If $A^2 + A = 0$, then the minimal polynomial of $A$ divides $t^2+t = t(t+1)$. That means that the characteristic polynomial of $A$ must be of the form $(-1)^nt^k(t+1)^r$, where $k+r=n$. $\lambda=0$ cannot be a root, though (since you specify that $A$ is invertible, so $0$ is not an eigenvalue), so the characteristic polynomial is necessarily $(-1)^n(t+1)^n$.
But that means that the minimal polynomial of $A$ must be $t+1$ (since it must divide the characteristic polynomial, and also $t(t+1)$). This implies that $A+I=0$, hence $A=-I$.
Added. If we drop the requirement that $A$ be invertible, then the invertible case proceeds as above.
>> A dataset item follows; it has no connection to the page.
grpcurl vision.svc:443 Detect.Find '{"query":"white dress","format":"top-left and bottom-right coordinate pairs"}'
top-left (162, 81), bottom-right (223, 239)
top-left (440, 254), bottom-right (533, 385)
In the noninvertible case, the minimal polynomial is $t(t+1)$ or $t$. If it is $t$, then $A=0$. If the minimal polynomial is $t(t+1)$, then the matrix is diagonalizable (since the minimal polynomial splits and is square free), and the only eigenvalues are $0$ and $-1$. So the matrix $A$ is similar to a diagonal matrix in which every diagonal entry is $0$ or $-1$.
In summary, if we drop the requirement that $A$ be invertible, then there are $n+1$ similarity classes for possible $A$'s, each similarity class corresponding to a diagonal matrix that has $k$ diagonal entries equal to $0$, followed by $n-k$ entries equal to $-1$s in the diagonal, $k=0,\ldots,n$.